Ben. I know v * a = w

 

For the lime at 700ma that's 1.89 watts, but that is total power consumed. I suppose that's enough to figure out heat sink requirements if you want to overbuild a fixture, but would not an engineer want to know specifically how many watts in heat they need to dissipate. No?

 

I still want to know the actual efficiency of the Luxeon lime. How many watts go to light and how many to heat. Lets call them x and y.

 

We get 1.89 = x + y

 

Unless I reeeeally wasn't paying attention in high school, that's not a solvable equation. I don't see anything on the Luxeon data sheet that helps me resolve either x or y.

 

There will be some efficiency loss with the application of phosphor, but realistically lime should still be at least 40% efficient.

 

 

Is this a guess on your part or do you have some additional info?
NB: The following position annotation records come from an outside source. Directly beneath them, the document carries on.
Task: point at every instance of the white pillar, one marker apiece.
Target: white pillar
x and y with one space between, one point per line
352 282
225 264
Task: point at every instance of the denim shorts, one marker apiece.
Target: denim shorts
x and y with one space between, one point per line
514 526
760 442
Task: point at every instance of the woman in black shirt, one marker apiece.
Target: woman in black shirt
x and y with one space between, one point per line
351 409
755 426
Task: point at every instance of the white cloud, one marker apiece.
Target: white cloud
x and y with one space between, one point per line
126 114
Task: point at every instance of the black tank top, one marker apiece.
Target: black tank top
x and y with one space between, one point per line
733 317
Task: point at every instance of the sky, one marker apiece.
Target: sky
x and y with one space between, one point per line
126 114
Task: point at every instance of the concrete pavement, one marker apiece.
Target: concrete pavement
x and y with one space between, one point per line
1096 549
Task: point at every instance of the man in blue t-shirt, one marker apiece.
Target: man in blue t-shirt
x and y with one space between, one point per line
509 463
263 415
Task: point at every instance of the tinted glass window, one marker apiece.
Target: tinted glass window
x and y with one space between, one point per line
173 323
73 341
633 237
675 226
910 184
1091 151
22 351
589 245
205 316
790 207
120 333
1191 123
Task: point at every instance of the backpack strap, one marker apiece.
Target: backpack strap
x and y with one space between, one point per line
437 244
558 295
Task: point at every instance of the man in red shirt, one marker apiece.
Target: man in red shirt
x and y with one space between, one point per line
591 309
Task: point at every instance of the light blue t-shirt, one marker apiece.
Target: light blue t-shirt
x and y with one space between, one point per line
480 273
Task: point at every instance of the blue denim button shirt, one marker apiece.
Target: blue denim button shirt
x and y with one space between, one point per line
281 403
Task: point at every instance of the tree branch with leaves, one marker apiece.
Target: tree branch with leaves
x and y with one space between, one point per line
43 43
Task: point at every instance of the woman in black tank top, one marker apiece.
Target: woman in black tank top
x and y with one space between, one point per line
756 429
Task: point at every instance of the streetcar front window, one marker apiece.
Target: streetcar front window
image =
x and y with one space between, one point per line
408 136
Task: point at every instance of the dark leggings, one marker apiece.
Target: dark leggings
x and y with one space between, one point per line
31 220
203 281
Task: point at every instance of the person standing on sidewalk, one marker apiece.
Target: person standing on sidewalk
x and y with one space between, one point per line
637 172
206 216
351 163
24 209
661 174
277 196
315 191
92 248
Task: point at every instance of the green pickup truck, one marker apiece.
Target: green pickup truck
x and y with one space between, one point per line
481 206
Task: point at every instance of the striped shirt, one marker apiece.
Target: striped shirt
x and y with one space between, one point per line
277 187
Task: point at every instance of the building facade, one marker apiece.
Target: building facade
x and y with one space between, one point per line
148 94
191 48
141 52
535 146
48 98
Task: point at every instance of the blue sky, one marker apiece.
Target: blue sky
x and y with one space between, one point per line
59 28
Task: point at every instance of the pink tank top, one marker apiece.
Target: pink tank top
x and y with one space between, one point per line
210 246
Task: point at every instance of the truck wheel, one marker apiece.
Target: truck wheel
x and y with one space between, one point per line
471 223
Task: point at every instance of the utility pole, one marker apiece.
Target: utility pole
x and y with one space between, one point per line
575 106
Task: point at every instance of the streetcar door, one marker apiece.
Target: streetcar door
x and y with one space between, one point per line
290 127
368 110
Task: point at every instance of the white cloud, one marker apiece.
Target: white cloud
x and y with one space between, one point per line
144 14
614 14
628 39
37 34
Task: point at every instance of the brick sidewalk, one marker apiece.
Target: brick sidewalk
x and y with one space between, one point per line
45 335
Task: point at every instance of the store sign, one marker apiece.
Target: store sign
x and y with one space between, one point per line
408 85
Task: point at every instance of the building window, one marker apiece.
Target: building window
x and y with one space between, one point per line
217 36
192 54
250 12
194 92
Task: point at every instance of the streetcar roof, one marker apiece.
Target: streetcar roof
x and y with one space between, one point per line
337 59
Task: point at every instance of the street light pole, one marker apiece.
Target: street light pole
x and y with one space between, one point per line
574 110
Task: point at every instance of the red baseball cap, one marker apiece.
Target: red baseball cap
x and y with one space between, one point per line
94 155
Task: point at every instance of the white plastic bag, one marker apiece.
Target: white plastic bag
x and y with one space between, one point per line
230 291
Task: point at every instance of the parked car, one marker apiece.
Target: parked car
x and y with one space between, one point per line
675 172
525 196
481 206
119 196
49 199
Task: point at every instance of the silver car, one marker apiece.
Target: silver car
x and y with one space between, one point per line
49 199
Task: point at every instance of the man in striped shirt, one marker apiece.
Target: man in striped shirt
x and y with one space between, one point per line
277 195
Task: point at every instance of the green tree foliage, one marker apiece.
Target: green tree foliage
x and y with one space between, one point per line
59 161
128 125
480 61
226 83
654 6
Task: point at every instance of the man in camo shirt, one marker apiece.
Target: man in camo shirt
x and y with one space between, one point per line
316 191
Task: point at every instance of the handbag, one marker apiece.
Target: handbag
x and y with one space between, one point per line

Everything I've seen shows that there is a huge efficiency loss with the use of phosphors.

 

Say, this isn't one of those "I could tell ya, but then I'd have to kill ya" NDA kinda things is it? :furious:

 

In other random LEDness...

 

I just realized that Nanobox is using the Luxeon T package for their royal blue and whites. Looking at the a typical luminous flux for a 5000K led for the T vs Rebel ES @700ma (as close to apples to apples as I can get) it looks like the T gets you around a 30% efficiency boost... which puts gives you a good boost over the luminous efficacy of a typical T5 (which is probably higher than the T5 HO aquarium bulbs).

 

Wow, do those amber/red Rebel leds lose efficiency as junction temperature increases!

 

Sigh, cleaning. Guess I can't avoid it any longer...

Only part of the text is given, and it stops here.